It may be a silly basic question but as described in the title, I am wondering how PostgreSQL deals with performance when having millions of entries (with the possibility of reaching a billion entries).
To put it in a more concrete way, I want to store data (audio, photos and videos) in my database (I'm only storing their path, files are organised in the file system), but I have to decide wether I use a single table "data" to store all the different types of data, or multiple tables ("data_audio", "data_photos", "data_videos") to separate those types.

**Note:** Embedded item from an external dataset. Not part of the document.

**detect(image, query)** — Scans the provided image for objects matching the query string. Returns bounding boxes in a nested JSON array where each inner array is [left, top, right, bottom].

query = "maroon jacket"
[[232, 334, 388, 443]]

The reason why I am asking this question is that I have something like 95% of photos and 5% of audio and videos, and if I want to query my database for an audio entry, I don't want it to be slowed by all the photos entries (searching for a line among a thousand must be different than searching among a million). So I would like to know how PostgreSQL deals with this and if there exists some way to have the best optimisation.
I have read this topic that is really interesting and seems relevant: How does database indexing work?
Is it the way I should do?
Recap of the core stored informations I will have in my core tables:
1st option:
DATA TABLE (containing audio, photos and videos):
- id of type bigserial
- _timestamp of type timestamp
- path_file of type text
USERS TABLE:
- id of type serial
- forename of type varchar(255)
- surname of type varchar(255)
- birthdate of type date
- email_address of type varchar(255)
DATA USERS RELATION TABLE:
- id_data of type bigserial
- id_user of type serial
ACTIVITIES TABLE:
- id of type serial
- name of type varchar(255)
- description of type text
DATA ACTIVITIES RELATION TABLE:
- id_data of type bigserial
- id_activity of type serial
(SEARCH queries are mainly done on DATA._timestamp and ACTIVITIES.name fields after filtering data by USERS.id)
2nd option (only switching the previous DATA TABLE with the following three tables and keeping all the other tables):
- DATA_AUDIO TABLE
- DATA_PHOTOS TABLE
- DATA_VIDEOS TABLE
Additional question: Is it a good idea to have a database per user ? (in the storyline, to be able to query the database for data depends on whether you have the permission or not, and if you want to retrieve data from two different users, you have to ask the permission from both users, and the permission process is a process in its own right, it is not handled here, so let’s say that when you query the database, it will always be queries on the same user)
I hope I have been clear, thanks in advance for any help or advices!
Cyrille